Comme l'a dit M. Lefebure au sujet de la médiation, l'implication des partenaires sociaux au sein de l'Unedic pour construire des règles à peu près claires et compréhensibles, qui ont un sens, dans la durée et en prenant en considération leur impact, permet d'anticiper certains besoins. C'est ainsi que les partenaires sociaux ont inventé l'activité partielle ou la démission pour reconversion professionnelle en 2018.
Enfin, sur la question de l'accompagnement par France Travail, les partenaires sociaux viennent de se mettre d'accord sur une convention tripartite avec l'État et France Travail sur la conduite des orientations stratégiques de l'opérateur. Ils sont également au conseil d'administration et portent donc un regard sur les modalités d'application de la politique publique.
Ma question s'adresse à M. Grégoire Lefebure.

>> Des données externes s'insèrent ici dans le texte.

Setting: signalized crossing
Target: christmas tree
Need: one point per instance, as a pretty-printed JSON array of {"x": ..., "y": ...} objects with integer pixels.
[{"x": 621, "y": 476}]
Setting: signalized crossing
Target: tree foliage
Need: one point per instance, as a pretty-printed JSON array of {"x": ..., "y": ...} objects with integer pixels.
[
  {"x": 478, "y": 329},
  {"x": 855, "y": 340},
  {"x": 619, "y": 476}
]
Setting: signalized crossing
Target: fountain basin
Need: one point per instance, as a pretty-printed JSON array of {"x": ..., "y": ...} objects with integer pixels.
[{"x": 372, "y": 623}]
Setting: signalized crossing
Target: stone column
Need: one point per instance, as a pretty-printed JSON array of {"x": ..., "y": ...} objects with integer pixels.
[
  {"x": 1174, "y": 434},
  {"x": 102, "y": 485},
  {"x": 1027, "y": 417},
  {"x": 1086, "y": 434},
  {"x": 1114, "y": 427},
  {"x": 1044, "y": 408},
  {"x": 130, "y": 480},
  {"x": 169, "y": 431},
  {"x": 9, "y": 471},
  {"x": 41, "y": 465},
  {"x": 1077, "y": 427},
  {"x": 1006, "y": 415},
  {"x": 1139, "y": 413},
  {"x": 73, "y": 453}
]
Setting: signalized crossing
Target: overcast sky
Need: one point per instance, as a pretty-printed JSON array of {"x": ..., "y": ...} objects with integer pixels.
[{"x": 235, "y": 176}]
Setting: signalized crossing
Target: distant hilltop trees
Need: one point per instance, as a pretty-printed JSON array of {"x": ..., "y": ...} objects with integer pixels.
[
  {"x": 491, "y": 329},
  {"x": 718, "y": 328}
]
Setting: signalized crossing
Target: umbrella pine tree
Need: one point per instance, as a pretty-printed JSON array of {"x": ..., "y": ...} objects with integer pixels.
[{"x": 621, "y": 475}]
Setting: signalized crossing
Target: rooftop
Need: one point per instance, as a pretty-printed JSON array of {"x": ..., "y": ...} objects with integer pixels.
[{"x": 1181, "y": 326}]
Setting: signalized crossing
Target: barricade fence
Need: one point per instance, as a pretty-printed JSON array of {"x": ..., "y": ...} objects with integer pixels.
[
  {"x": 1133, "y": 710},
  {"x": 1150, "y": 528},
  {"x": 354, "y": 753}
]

Dans son rapport 2022, publié le 29 mars 2023, le Médiateur de France Travail déplore « un système de sanctions inadapté aux besoins des conseillers » et une « gradation rigide des sanctions ». Pourriez-vous détailler ce système de sanctions ? Est-il renforcé par la loi du 18 décembre 2023 pour le plein emploi ?
Le Médiateur écrit : « La réalité fait (…) remarquer des situations de radiation systématique si le téléphone n'est pas décroché au premier appel. Chacun a cependant pu expérimenter les aléas des zones blanches, du réseau faible ou d'une absence fugace à l'instant précis où sonne le téléphone. » Je peux en témoigner : certains jours et sans qu'on sache pourquoi, on ne capte rien, même avec la fibre – c'est le bonheur de la vie à la campagne ! Tout le monde s'accorde pour reconnaître qu'il faudrait s'adapter. Le Médiateur conclut ainsi : « Bon sens et bienveillance devraient en conséquence guider la gestion de ces incidents. Mais ce n'est hélas pas toujours le cas. » Pouvez-vous nous donner des exemples de ces pratiques ? Ont-elles été renforcées par la direction de Pôle emploi, puis de France Travail ?
Enfin, de combien d'équivalents temps plein (ETP) disposez-vous ? Combien de temps passez-vous en moyenne pour traiter une demande de médiation ?
On ne peut jamais évaluer précisément le temps qu'une médiation prendra, car cela dépend de la complexité du problème que rencontre le demandeur d'emploi. Disons que cela prend environ un mois en moyenne.
Comme je l'ai expliqué, le médiateur national coordonne les activités des médiateurs régionaux qui sont eux-mêmes assistés par des équipes, lesquelles comptent environ 120 collaborateurs.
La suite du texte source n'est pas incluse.